Stanbury notes the poem's attention to number:

Integral to the poem's play with language are formal patternings that build repetition and change into the structure of the poem. In its principles of rhyme, versification, and numbering, Pearl is unmatched for complexity in Middle English poetry and perhaps rivaled only by Dante's Divine Comedy. Attention to number is a vital part of the poem's design. The use of a twelve-line stanza seems to be carefully chosen as part of a numerological structure: the New Jerusalem has twelve tiers in its foundation and is also twelve furlongs long; the poem itself, 1212 lines long, is a composite of twelves. Concepts of perfection and blemish parlayed through the image of the pearl are also graphed through number. Comprising twenty sets of five, the stanzas are grouped to add up to 100, a number of perfection. This symmetry is offset, however, by the curious addition of an extra stanza in the fifteenth set - with the result that the stanzas total 101. One hundred and one, a strong number that suggests new beginning after return, is doubtless no accident. This number appears as a stanza or chapter total in several other medieval texts; and most strikingly, 101 is also the sum of the stanzas of the Cotton Nero A.x. manuscript's most famous poem, Sir Gawain and the Green Knight.

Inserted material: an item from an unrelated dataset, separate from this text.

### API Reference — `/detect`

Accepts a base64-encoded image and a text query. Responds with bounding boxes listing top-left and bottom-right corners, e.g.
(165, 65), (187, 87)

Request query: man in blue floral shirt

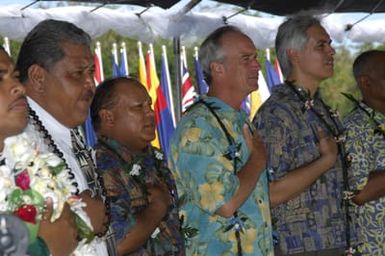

I cite this passage here merely to note that various scholars have encountered the fact of the poem's "numerical design" -- though Stanbury calls this its "numerological structure" -- and that there exists a tradition already at work interpreting Pearl and other poems according to number. In a footnote to the passage quoted above (footnote 5 in the online text), Stanbury cites several studies of poetry designed by number:

For Franciscan texts based on 101, see John Fleming, "The Centuple Structure of the Pearl," The Alliterative Tradition in the Fourteenth Century, edited by Bernard S. Levy and Paul E. Szarmach (Kent, OH: Kent State University Press, 1981), 81-98, which argues that "101," the number of stanzas in the poem Pearl, is the number of spiritual consolation.

For discussion of the uses of number in Pearl, see Ian Bishop,
Pearl in Its Setting: A Critical Study of the Structure and Meaning of the Middle English Poem (Oxford: Blackwell, 1968), 27-32, on number symbolism.

For more discussion of the uses of number in Pearl, see Russell A. Peck, "Number as Cosmic Language," Essays in the Numerical Criticism of Medieval Literature, edited by Carolyn D. Eckhardt (Lewisburg, PA: Bucknell University Press, 1980), 15-64, on Boethian and Augustinian number symbolism with application to Pearl on 44-51,

For still more discussion of the uses of number in Pearl, see Maren-Sofie Rostvig, "Numerical Composition in Pearl: A Theory," English Studies 48 (1967), 326-32, a study of number and number symbolism.

This blog is beginning to look like a bibliographical essay, but as my motto states, I'm riding a "wagon hitched to a star," going wherever it takes me, and if this momentous expedition requires attention to some cartographic details concerning the cosmography of my mental universe, just remember that the ride is costing you nothing.